Other relationship guardrails (competitor, personal_network, customer-class soft blocks, etc.) only apply to campaign bulk-add — they don’t apply to logging individual messages on accounts that are already in a campaign. The rationale: if it’s already in the campaign, it cleared the bulk-add filters.

Worked example — outbound, reply, continue

Section titled “Worked example — outbound, reply, continue”
  1. First outbound. Open the conversation, pick channel email, mode AI draft. The AI generates a first-touch message in the account’s language. Edit until it reads right. Click Send (LeadHunter records it; you copy-paste into your actual email client and hit send there).
  2. The account’s status flips prospect → contacted, the campaign-account’s outreach_status flips to sent, the dashboard’s “initiated” counter ticks up.
  3. Two days later, they reply. Copy their email body, click Inbound paste, channel email. The reply is stored as original_text (their language); the translation into your reading language appears as translated_text.
  4. The campaign-account’s outreach_status flips to responded. The dashboard’s “responded” counter ticks up, attributed back to step 1’s initiation date.
  5. Continue the thread. Switch to AI continue. The AI reads the prior two messages — your draft from step 1 and their reply — and proposes a continuation in the account’s language. Edit, send via your email client, log.
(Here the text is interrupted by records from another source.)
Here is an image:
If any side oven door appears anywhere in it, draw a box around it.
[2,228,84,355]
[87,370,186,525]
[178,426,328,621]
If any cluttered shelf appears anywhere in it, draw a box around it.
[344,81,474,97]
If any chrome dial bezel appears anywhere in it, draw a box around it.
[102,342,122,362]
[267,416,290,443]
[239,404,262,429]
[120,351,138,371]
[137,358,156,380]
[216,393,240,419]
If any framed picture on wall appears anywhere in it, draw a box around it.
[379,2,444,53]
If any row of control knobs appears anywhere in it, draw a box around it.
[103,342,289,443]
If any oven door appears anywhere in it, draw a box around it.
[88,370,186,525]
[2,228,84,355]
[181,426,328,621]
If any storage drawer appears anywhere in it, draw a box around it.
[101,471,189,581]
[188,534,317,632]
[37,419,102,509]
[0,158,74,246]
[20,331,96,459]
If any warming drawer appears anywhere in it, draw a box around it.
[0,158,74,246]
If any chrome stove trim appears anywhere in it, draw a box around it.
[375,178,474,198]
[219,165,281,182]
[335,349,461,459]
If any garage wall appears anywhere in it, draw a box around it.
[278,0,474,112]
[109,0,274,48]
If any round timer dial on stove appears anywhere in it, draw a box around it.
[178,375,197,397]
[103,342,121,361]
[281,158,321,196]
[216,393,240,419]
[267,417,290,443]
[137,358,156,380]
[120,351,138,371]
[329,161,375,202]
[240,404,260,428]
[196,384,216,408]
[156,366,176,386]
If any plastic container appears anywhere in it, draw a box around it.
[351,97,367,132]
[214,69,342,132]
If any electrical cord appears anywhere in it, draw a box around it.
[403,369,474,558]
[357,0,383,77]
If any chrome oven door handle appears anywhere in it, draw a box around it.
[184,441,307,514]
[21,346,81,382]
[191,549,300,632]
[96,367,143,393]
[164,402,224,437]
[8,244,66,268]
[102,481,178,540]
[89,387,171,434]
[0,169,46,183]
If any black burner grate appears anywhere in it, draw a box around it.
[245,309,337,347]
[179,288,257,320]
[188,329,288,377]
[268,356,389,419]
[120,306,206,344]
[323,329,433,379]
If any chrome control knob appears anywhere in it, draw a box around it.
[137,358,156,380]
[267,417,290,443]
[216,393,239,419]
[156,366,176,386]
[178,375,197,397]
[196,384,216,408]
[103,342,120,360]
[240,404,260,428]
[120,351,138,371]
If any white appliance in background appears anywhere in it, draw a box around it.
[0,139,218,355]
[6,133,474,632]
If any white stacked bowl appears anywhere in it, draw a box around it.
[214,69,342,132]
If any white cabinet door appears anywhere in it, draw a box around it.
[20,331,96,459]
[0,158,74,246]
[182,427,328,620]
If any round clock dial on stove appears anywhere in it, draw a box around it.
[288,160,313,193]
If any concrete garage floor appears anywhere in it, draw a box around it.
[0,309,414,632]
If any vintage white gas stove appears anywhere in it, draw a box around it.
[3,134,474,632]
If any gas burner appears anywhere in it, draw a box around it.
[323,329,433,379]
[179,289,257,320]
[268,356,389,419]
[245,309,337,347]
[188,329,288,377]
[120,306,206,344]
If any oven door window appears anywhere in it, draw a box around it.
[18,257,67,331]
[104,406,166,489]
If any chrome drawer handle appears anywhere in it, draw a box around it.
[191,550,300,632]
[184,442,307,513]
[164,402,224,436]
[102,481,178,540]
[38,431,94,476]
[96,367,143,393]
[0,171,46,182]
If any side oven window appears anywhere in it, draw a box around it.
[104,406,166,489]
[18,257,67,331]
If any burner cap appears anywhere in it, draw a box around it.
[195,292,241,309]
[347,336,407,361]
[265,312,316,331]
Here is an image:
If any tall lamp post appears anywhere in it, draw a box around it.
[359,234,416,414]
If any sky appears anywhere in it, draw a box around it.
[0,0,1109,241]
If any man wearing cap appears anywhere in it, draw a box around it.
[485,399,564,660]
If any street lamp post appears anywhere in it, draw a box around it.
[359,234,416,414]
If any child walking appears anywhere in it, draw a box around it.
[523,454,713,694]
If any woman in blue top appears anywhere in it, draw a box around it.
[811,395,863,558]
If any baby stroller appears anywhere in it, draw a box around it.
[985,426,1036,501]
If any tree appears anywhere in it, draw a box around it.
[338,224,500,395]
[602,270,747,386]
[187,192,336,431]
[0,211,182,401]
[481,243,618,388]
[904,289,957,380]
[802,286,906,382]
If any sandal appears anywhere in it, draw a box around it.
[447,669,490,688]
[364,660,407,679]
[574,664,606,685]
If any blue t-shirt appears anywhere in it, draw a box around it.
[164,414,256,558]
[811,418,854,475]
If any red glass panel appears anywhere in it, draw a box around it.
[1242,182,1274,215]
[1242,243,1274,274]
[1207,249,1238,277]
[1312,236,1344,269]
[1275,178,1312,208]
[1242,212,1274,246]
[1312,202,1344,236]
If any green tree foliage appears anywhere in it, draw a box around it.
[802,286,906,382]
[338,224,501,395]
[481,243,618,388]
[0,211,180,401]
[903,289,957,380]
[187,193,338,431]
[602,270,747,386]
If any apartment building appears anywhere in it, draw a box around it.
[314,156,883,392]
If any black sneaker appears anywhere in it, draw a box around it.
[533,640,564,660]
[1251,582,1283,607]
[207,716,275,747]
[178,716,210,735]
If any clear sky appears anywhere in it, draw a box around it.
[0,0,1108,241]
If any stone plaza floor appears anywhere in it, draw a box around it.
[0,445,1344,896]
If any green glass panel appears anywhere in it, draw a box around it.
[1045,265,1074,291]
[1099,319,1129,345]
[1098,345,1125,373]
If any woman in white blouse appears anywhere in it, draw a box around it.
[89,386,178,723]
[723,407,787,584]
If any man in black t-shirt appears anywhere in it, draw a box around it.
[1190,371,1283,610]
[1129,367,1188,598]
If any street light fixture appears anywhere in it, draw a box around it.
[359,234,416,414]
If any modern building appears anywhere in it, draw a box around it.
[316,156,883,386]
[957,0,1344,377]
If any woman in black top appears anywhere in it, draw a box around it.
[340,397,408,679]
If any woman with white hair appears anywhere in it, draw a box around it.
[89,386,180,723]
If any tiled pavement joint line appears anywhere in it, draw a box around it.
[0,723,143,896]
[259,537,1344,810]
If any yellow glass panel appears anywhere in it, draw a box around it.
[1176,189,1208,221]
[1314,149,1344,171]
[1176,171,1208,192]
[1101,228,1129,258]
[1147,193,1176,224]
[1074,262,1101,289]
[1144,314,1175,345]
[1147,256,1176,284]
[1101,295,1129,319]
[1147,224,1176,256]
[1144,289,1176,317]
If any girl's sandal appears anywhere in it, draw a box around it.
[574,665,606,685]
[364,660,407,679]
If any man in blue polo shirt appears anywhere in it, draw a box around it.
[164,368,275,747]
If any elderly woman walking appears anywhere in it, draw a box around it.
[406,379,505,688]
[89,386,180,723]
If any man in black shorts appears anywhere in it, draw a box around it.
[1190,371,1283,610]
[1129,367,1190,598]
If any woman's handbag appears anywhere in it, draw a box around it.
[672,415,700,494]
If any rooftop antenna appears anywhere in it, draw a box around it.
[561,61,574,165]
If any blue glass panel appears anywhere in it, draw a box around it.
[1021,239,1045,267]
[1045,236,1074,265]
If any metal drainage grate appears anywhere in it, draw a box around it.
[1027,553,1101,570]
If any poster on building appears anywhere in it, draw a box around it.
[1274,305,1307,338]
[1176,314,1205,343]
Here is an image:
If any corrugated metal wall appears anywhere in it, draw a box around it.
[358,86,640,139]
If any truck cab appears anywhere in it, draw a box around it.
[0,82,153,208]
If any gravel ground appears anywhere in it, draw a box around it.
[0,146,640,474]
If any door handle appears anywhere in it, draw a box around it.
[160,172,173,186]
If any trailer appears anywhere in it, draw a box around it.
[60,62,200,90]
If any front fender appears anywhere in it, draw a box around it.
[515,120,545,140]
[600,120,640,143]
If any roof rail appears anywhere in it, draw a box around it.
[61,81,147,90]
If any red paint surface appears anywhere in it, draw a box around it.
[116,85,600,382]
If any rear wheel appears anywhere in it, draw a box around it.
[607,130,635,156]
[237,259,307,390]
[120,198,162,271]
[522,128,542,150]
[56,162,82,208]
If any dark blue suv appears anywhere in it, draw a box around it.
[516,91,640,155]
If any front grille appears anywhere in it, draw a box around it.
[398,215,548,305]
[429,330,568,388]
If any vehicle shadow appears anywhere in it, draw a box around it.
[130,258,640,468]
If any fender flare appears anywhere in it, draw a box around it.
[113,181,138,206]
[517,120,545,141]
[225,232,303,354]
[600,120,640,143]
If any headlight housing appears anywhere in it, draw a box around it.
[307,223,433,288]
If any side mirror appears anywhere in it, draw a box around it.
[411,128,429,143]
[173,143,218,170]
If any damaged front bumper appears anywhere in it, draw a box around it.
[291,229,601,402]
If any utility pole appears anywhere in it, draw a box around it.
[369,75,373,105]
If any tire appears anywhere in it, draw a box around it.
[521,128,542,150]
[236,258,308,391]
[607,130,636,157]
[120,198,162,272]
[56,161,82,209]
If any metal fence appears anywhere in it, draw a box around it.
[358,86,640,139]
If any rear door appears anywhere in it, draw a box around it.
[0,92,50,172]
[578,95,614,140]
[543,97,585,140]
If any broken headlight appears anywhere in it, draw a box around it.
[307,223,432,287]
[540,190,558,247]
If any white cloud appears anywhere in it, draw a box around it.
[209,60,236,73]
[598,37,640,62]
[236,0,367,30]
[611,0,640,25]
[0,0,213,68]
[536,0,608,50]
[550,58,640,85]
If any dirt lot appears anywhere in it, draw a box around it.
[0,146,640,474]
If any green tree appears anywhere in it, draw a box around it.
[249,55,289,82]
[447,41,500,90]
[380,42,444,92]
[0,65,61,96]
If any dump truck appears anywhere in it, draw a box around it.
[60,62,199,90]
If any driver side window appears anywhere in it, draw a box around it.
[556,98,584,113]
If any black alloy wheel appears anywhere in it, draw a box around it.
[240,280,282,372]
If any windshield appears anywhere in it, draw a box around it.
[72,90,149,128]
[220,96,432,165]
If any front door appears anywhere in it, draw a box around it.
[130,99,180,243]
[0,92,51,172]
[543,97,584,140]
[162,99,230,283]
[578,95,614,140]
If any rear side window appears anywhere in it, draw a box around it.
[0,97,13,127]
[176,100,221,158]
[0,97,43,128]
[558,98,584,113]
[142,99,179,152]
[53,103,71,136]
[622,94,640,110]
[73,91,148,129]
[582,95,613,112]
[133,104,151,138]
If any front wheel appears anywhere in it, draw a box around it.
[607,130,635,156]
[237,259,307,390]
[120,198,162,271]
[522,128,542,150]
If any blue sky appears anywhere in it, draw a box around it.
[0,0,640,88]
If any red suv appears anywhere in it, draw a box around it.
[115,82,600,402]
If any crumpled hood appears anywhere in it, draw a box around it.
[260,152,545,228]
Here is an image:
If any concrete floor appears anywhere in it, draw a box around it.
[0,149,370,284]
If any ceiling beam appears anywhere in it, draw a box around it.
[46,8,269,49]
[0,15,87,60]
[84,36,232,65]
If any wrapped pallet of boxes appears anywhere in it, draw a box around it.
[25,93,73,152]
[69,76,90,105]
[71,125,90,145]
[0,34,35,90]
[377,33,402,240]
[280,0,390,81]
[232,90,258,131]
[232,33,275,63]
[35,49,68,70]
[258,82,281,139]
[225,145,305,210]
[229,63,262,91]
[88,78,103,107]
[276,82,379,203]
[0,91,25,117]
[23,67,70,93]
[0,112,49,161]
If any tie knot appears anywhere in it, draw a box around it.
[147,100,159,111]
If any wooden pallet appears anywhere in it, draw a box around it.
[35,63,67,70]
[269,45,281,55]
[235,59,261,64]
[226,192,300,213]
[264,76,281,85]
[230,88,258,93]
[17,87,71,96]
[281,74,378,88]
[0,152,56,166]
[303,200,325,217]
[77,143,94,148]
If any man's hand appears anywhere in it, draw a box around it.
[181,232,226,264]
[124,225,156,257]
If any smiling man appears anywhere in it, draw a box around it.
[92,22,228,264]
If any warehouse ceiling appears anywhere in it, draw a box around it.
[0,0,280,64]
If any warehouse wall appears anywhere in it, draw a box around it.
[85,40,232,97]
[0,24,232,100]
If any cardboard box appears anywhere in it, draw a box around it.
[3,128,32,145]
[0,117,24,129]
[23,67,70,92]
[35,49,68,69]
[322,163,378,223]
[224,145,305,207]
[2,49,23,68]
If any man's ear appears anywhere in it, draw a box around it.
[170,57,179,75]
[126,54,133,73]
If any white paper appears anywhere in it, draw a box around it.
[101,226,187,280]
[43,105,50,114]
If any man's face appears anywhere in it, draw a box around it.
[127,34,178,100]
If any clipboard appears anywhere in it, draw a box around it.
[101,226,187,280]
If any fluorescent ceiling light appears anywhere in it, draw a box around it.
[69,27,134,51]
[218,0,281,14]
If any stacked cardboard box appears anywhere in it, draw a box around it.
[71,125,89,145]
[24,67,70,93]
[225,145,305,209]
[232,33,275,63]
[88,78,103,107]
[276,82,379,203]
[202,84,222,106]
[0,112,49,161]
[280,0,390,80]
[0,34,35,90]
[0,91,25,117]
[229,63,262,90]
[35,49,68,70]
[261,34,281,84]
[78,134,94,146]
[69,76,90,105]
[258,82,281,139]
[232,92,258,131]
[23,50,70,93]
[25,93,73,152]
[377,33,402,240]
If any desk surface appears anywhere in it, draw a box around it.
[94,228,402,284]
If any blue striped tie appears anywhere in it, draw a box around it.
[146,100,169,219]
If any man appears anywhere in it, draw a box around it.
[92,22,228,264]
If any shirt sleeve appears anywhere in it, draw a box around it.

The thread on the account detail page now shows three messages in the order they happened, with channel chips, mode chips, language flags, and the auto-promoted status transitions visible in the account’s status history sidebar.

  • Picking the wrong mode for translated outbound. When you draft something in your own language and translate it before sending, that’s Type & translate — not Log sent. The mode matters because type_translate stores both versions; log_sent only stores one and your future self loses the source.
  • Forgetting to switch channel on a non-email exchange. email is the default and most users leave it. If the thread is on LinkedIn or Instagram, switching to the right channel before sending is what makes the cohort funnel correctly attribute “responses on LinkedIn” a quarter from now.
  • Keeping drafts forever. Drafts don’t advance any status. If you draft a message and never send it, the account stays at prospect, the campaign stays at initiated=0, and nothing in the funnel records the work. Either flip the draft to sent once you’ve sent it, or delete the draft.
  • Re-pasting an inbound reply you already pasted. Inbound paste counts toward responses; duplicating the same reply double-counts. The conversation history is your source of truth — check before pasting.